Simon Sahner und Daniel Stähr: „Sprache schafft Realität und hat einen Einfluss darauf, wie wir leben“

Frankfurt. Wir schlafen, leben und sprechen kapitalistisch. Das sagen zumindest Simon Sahner, 35, und Daniel Stähr, 34, in ihrem Buch „Die Sprache des Kapitalismus“, für das sie den Leserpreis des Deutschen Wirtschaftsbuchpreises gewonnen haben. Eine überwältigende Mehrheit der Leserinnen und Leser hatte sich für ihr Werk entschieden. Am Freitag wurden Sahner und Stähr auf der Gala des Deutschen Wirtschaftsbuchpreises mit dem Sieg in dieser Kategorie überrascht.
Das Konzept zum Buch entstand nicht etwa am Schreibtisch: „Wir saßen zusammen in einem Biergarten in Berlin, als Daniel mit einer Idee ankam“, erzählte Sahner am Rande der Preisverleihung. Stähr hatte den Einfall, über die Sprache und das kapitalistische System zu schreiben. „Eine Woche später schickte mir Simon ein Google Docs mit der Überschrift ‚Pitch‘ zu“, berichtet Stähr.
Die Autoren, der eine Ökonom, der andere Literaturwissenschaftler, lernten sich vor sieben Jahren über die damals noch Twitter heißende Internetplattform kennen. Sahner war Mitbegründer des Onlinemagazins „54books“ und redigierte lange Zeit die Texte von Stähr. „Das ist eine Freundschaft, die dann zu diesem Buch führte“, sagt Stähr.
Im Interview erklären die Gewinner, warum unsere Sprache kapitalistisch ist und welches Ziel sie mit ihrem Buch verfolgen.
Sie sagen, wir alle sprechen die Sprache des Kapitalismus, ohne das überhaupt zu merken. Wie „spricht“ denn der Kapitalismus?
Sahner: Der Kapitalismus spricht vor allem sehr stark in Metaphern. Eine Finanzkrise ist immer sehr gerne ein Erdbeben oder ein Hurrikan. Was dadurch entsteht, ist eine gewisse Hilflosigkeit dem gegenüber, weil wir als Menschen nicht viel gegen ein Erdbeben und gegen einen Hurrikan machen können. Wir können nur versuchen, uns irgendwie davor in Sicherheit zu bringen. Wenn wir diese Sichtweise auf die Wirtschaft übertragen, dann nehmen wir uns selbst die Handlungsmacht weg. Das war unser Kernanliegen in diesem Buch. Die Sprache ist nicht der alleinige Weg zur Handlungsmacht, aber sie ist ein Anfang.

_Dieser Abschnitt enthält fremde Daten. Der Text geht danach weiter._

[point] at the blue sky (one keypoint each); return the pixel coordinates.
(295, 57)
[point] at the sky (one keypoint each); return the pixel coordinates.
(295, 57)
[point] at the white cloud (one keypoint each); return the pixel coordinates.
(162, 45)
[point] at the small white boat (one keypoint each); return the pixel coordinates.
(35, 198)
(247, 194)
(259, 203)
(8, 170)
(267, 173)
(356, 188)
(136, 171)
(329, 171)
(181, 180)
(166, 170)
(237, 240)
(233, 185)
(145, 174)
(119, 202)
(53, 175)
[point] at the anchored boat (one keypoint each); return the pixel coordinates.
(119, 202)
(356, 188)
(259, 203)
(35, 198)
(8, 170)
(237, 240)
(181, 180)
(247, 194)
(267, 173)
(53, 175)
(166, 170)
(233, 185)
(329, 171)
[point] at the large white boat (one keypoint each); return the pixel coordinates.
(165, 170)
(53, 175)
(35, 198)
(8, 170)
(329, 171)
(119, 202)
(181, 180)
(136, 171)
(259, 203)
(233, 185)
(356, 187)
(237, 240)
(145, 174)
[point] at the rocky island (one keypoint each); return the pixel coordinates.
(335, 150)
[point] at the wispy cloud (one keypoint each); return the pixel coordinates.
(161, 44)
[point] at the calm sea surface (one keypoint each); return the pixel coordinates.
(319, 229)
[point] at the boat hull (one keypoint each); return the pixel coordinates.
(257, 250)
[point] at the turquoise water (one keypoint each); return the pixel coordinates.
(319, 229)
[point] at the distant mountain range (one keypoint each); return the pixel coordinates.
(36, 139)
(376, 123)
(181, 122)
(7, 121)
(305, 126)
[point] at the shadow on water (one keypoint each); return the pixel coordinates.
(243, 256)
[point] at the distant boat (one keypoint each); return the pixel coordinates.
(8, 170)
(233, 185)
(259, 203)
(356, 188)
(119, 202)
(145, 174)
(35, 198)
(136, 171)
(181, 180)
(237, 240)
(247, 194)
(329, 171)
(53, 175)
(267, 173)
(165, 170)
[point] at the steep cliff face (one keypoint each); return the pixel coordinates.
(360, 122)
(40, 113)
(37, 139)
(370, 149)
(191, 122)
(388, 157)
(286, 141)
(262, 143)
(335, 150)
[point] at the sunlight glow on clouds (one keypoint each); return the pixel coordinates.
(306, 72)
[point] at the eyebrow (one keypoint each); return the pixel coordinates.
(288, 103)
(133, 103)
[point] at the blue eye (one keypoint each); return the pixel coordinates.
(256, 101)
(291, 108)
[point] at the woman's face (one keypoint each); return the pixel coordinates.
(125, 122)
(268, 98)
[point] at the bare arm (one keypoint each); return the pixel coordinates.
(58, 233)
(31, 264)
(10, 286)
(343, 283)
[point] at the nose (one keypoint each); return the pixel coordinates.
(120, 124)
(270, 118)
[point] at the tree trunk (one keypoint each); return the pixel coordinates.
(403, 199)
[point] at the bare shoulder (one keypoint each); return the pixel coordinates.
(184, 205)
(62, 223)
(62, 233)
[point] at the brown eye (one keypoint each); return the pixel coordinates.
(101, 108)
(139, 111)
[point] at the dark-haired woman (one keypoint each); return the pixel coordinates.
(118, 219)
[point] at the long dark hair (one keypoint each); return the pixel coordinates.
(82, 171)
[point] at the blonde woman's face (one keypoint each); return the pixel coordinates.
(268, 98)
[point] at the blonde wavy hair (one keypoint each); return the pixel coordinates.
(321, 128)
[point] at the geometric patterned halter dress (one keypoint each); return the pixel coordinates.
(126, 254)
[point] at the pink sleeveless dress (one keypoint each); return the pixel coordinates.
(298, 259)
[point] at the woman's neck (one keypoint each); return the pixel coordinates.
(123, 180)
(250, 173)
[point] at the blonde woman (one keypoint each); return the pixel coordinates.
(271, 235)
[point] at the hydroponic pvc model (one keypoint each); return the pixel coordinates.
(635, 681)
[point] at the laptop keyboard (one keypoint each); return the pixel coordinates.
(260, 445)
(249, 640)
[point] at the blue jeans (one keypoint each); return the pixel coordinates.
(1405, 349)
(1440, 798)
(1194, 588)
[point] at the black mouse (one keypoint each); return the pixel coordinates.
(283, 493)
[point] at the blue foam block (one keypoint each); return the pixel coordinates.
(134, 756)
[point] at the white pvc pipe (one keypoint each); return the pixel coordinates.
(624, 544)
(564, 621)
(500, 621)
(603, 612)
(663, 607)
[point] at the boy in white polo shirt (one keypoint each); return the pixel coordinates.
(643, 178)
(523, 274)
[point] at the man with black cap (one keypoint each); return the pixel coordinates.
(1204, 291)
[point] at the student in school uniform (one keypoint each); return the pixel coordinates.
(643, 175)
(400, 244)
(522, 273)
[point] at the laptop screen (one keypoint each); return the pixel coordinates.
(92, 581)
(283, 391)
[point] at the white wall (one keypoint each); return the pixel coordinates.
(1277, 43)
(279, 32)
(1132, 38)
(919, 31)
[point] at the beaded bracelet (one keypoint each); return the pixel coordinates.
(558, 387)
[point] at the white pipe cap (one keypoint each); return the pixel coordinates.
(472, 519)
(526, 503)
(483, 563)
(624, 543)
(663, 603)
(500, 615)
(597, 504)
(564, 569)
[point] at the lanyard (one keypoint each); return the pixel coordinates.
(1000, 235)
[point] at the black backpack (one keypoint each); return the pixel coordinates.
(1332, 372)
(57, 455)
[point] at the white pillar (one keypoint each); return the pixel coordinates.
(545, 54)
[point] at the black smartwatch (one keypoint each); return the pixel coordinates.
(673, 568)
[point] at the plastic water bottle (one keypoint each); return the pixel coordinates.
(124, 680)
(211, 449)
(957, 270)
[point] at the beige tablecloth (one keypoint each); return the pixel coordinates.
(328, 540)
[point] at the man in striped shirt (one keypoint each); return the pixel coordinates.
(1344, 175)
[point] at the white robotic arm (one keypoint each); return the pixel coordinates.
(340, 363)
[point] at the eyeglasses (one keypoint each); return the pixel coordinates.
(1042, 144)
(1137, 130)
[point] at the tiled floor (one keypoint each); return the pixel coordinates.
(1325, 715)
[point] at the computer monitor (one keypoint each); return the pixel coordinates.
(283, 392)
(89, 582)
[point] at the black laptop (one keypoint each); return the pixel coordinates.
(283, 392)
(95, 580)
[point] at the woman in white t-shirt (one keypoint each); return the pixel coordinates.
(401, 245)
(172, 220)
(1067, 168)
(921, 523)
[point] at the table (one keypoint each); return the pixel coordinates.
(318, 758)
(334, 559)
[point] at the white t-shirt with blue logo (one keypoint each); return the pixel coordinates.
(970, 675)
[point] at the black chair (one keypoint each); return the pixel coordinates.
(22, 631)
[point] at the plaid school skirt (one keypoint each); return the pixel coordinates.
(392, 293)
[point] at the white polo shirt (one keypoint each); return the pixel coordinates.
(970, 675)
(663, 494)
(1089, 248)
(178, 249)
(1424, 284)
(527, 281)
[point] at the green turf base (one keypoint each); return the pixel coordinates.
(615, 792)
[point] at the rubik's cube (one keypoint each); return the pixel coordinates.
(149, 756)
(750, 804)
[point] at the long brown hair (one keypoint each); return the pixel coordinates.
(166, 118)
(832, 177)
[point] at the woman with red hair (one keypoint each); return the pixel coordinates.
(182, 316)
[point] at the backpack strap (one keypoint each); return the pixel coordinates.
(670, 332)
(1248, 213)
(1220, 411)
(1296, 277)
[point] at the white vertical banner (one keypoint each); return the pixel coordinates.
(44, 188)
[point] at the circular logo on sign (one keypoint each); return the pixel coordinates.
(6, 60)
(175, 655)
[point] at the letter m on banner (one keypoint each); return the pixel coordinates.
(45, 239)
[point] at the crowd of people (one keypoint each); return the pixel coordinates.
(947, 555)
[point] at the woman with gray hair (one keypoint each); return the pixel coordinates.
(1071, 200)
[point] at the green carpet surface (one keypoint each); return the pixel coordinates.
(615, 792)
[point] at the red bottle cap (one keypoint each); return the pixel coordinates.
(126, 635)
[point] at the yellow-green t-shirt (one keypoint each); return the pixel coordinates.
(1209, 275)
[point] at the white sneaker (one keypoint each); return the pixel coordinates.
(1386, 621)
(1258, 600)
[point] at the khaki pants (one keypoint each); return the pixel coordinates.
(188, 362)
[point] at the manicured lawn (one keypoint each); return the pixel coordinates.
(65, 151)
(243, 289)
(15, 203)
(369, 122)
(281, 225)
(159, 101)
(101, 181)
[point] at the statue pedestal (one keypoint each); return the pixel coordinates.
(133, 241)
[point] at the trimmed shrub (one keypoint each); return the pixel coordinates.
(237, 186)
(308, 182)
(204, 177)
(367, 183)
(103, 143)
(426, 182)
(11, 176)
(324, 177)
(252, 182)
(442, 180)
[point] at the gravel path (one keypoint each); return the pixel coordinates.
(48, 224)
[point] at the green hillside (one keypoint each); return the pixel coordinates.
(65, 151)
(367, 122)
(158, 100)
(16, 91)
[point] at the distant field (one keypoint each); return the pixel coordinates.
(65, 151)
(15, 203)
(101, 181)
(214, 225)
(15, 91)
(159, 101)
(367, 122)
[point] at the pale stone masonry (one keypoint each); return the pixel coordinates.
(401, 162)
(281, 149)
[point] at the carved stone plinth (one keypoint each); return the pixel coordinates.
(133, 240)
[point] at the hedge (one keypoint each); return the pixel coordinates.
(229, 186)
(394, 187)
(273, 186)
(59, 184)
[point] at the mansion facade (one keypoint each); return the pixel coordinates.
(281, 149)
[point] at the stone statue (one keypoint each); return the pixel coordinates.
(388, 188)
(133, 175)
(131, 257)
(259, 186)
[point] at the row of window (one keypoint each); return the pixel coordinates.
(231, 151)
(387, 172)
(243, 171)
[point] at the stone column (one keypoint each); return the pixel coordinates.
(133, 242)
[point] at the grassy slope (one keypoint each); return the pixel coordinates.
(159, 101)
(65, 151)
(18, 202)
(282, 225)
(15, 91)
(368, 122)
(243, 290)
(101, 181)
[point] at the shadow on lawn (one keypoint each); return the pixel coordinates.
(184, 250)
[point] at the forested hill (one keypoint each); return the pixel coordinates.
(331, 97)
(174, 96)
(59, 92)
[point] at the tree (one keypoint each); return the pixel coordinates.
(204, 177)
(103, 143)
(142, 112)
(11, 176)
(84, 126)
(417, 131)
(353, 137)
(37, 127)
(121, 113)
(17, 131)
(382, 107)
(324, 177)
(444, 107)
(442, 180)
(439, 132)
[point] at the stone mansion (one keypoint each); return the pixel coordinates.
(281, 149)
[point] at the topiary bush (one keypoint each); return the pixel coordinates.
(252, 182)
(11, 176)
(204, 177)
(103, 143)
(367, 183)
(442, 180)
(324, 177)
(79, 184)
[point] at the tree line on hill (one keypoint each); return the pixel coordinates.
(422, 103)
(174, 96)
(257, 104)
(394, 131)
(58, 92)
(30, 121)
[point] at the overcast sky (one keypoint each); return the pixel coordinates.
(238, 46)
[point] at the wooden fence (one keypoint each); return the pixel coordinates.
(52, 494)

Sie schreiben: „Kapitalismus ist überall, wir arbeiten, schlafen, lieben und sprechen kapitalistisch.“ Wie liebt man denn kapitalistisch?
Stähr: In Beziehungen herrschen Geldfragen, und Beziehungen zerbrechen am Geld, weil eine Person mehr Geld in eine Beziehung bringt als eine andere. Das umgibt uns überall.
Wird die Welt wirklich gerechter, wenn wir weniger kapitalistisch sprechen?
Stähr: Ich muss eine meiner Lieblingsstudien zitieren. Es gibt im Englischen die Unterscheidung zwischen moralischer und finanzieller Schuld. Was im Deutschen ein Wort ist, ist im Englischen „guilt“ und „debt“. Ein Forscherteam aus Deutschland hat sich angeguckt, welchen Einfluss das Sprachsystem hat und ob ich Schuld sowohl als moralisches als auch als finanzielles Wort begreife, oder ob das zwei verschiedene Wörter sind. Wie beeinflusst das Sprachsystem die Wahrscheinlichkeit, dass ich einen Kredit aufnehme? Sie konnten zeigen, dass es einen Unterschied gibt. Und dass im englischen Sprachraum Menschen eher bereit sind, sich zu verschulden. Sprache schafft also Realität und hat einen Einfluss darauf, wie wir leben.
Was sind für Sie die drei wichtigsten Punkte, die wir schnellstmöglich in unserer Sprache ändern sollten?
Stähr: Die gibt es nicht. Es gibt auch nicht das eine Instrument, das man ändern könnte. Es geht darum, sich darüber ihm Klaren zu sein, was man sagt und was man damit auslöst. An uns sind sehr viele Menschen herangetreten, die das Buch gelesen haben, und nun anfangen, im Kopf zu stolpern, wenn sie Nachrichten lesen, Radio hören oder Fernsehen schauen. Wenn das passiert, haben wir genau das erreicht, was wir wollten.
Sahner: Wir wollen, dass Dinge so benannt werden, wie sie sind. Und dass wir genauer in der Sprache sind, weil wir in Zeiten leben, in denen wir uns diese Ungenauigkeit über die ökonomischen Zusammenhänge unseres Seins nicht mehr erlauben können.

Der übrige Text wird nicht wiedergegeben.